Feature-specific checks:

```bash
cargo build --features metal
cargo build --features cuda
```

Use GPU feature builds only when the environment has the required toolchain installed.

## Testing Expectations

- Add unit tests next to the implementation you changed.
- Preserve existing test style: lightweight behavioral tests, numerical sanity checks, and `Send + Sync` assertions where useful.
- For numerical algorithms, favor robust invariants and tolerances over brittle exact-value assertions.
- If the change affects examples or public usage patterns, consider validating the relevant example with `cargo run --example <name>`.

## Performance Expectations

This crate is performance-sensitive.

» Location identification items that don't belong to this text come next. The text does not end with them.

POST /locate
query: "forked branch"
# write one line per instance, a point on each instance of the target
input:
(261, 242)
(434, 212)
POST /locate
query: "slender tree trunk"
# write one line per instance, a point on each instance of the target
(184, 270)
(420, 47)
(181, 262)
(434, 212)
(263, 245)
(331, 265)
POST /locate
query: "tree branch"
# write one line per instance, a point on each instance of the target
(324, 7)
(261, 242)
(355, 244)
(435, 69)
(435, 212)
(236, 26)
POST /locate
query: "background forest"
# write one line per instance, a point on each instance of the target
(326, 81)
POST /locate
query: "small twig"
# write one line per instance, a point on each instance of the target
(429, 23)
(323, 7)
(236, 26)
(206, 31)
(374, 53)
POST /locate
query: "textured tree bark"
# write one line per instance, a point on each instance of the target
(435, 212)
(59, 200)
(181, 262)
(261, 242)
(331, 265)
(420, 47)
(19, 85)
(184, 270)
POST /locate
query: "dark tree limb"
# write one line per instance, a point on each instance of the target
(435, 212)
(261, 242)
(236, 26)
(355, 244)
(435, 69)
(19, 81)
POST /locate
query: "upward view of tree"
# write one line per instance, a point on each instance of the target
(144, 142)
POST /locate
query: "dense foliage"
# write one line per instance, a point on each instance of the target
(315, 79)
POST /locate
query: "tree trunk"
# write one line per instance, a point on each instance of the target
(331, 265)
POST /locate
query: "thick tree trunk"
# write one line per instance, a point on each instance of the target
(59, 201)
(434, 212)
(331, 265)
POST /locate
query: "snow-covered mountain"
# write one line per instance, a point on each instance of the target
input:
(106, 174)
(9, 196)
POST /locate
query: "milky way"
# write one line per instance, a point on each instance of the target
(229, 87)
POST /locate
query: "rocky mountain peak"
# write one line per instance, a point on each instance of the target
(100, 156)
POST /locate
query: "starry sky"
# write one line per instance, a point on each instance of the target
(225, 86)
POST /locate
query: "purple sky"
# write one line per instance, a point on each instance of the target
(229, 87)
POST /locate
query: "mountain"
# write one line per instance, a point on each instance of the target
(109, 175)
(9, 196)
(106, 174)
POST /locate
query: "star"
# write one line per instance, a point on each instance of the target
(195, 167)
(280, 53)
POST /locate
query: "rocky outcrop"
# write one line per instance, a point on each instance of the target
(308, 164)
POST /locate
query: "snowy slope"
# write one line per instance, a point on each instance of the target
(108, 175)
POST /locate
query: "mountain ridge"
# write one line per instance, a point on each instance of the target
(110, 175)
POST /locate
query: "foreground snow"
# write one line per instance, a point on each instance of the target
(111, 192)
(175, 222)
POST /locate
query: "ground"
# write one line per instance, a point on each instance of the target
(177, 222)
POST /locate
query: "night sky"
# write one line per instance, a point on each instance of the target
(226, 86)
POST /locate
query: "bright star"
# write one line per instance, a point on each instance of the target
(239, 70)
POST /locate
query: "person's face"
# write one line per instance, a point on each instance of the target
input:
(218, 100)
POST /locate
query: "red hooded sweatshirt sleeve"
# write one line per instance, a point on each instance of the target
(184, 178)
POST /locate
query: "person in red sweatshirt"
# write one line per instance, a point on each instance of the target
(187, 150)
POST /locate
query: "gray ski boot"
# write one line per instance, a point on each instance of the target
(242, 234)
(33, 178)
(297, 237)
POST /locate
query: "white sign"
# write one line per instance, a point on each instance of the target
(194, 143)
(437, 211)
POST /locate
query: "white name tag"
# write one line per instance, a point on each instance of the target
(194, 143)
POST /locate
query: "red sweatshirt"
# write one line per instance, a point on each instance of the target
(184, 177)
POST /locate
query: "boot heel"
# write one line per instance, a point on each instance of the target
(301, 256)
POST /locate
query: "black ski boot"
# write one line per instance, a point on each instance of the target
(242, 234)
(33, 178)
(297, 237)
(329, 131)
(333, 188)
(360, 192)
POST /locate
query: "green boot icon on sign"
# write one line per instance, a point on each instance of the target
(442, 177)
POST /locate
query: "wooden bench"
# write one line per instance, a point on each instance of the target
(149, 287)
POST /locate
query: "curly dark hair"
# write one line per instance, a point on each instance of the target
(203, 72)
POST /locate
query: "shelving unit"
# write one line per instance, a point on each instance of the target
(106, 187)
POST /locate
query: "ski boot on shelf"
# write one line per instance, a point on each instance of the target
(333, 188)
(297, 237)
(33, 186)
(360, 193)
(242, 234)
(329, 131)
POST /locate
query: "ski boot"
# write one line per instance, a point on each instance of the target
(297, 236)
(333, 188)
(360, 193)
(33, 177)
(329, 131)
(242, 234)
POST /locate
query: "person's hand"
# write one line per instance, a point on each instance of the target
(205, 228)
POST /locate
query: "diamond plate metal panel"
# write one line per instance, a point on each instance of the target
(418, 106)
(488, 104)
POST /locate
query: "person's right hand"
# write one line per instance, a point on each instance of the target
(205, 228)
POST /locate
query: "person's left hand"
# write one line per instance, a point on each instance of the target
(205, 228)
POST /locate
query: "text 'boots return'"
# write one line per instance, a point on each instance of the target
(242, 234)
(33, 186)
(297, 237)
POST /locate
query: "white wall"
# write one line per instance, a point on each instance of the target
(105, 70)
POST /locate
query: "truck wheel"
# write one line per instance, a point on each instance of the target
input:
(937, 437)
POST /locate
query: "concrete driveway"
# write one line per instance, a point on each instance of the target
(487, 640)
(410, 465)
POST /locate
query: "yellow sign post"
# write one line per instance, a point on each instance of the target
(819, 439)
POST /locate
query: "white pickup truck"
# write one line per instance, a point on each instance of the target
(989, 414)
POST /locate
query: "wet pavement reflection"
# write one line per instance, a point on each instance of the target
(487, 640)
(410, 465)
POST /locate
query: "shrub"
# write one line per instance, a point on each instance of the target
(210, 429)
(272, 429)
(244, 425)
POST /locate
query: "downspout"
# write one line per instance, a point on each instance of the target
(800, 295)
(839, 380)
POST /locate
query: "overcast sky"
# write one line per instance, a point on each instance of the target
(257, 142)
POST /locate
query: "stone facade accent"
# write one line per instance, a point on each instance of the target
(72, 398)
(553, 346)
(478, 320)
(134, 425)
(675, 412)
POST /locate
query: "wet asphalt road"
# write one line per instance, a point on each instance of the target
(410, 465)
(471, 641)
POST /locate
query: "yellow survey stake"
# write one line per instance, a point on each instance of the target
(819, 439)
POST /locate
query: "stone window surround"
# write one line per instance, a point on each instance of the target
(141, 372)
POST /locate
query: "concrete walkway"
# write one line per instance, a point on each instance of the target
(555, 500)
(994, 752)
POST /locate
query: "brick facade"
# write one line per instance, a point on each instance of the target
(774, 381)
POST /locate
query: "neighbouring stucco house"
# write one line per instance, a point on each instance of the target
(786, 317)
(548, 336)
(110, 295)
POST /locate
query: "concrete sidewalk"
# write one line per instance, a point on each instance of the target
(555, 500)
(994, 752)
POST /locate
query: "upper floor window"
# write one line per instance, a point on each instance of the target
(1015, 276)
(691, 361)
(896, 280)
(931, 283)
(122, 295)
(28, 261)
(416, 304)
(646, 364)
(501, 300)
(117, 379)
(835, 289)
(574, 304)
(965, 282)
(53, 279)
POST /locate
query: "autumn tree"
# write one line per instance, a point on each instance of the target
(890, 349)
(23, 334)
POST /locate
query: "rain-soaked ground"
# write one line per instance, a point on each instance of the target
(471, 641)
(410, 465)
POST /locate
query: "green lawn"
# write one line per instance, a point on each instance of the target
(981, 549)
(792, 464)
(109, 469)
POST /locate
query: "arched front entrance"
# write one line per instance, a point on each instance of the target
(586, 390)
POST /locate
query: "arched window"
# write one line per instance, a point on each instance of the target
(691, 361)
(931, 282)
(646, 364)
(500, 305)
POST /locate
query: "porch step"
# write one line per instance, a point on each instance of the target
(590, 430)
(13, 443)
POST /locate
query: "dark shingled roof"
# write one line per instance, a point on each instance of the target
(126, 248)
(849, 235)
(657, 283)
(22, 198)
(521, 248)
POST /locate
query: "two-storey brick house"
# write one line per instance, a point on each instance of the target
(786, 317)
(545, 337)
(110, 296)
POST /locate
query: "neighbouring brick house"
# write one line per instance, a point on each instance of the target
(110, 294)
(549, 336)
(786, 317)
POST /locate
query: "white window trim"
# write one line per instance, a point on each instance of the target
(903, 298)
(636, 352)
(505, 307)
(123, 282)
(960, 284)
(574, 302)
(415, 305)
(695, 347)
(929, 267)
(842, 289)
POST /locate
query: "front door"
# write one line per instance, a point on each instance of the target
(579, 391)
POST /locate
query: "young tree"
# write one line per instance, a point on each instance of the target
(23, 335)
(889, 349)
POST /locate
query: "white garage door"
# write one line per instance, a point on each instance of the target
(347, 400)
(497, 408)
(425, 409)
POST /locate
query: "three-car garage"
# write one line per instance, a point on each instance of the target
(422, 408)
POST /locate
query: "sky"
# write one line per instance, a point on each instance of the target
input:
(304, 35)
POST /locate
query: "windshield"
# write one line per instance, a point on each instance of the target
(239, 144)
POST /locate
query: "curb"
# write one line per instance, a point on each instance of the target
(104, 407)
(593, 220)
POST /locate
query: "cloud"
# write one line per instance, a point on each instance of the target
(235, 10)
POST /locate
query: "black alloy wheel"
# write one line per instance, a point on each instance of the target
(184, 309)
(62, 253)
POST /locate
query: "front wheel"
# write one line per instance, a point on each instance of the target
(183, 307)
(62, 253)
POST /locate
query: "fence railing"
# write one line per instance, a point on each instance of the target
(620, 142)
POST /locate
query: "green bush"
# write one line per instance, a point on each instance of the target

Before introducing extra allocation, dynamic dispatch, or synchronization, check whether the local code path is on a hot loop.

Be conservative with:

- repeated heap allocation inside simulation loops
- unnecessary cloning of trajectories or buffers
- replacing iterator patterns that are intentionally straightforward for optimization
- introducing serialization or logging in performance-critical code

## Safe Change Boundaries

Low-risk changes:

- adding tests
- improving docs
- small bug fixes inside a single process implementation
- extending an existing module with consistent APIs

Higher-risk changes that require broader review and validation:

- changing trait signatures in `src/simulation/basic/`
- changing error enums or public return types
- modifying RNG behavior used across distributions
- altering kernel interfaces or GPU trait contracts
- changing README examples that serve as crate-level docs

## Practical Checklist Before Finishing

- code formatted
- relevant tests passed
- feature gates are correct
- public errors use `XResult`
- docs/examples updated if the API changed
- parent `mod.rs` exports updated if a new module was added

If you are unsure how to implement something, copy the nearest existing process or distribution module and adapt it instead of inventing a new pattern.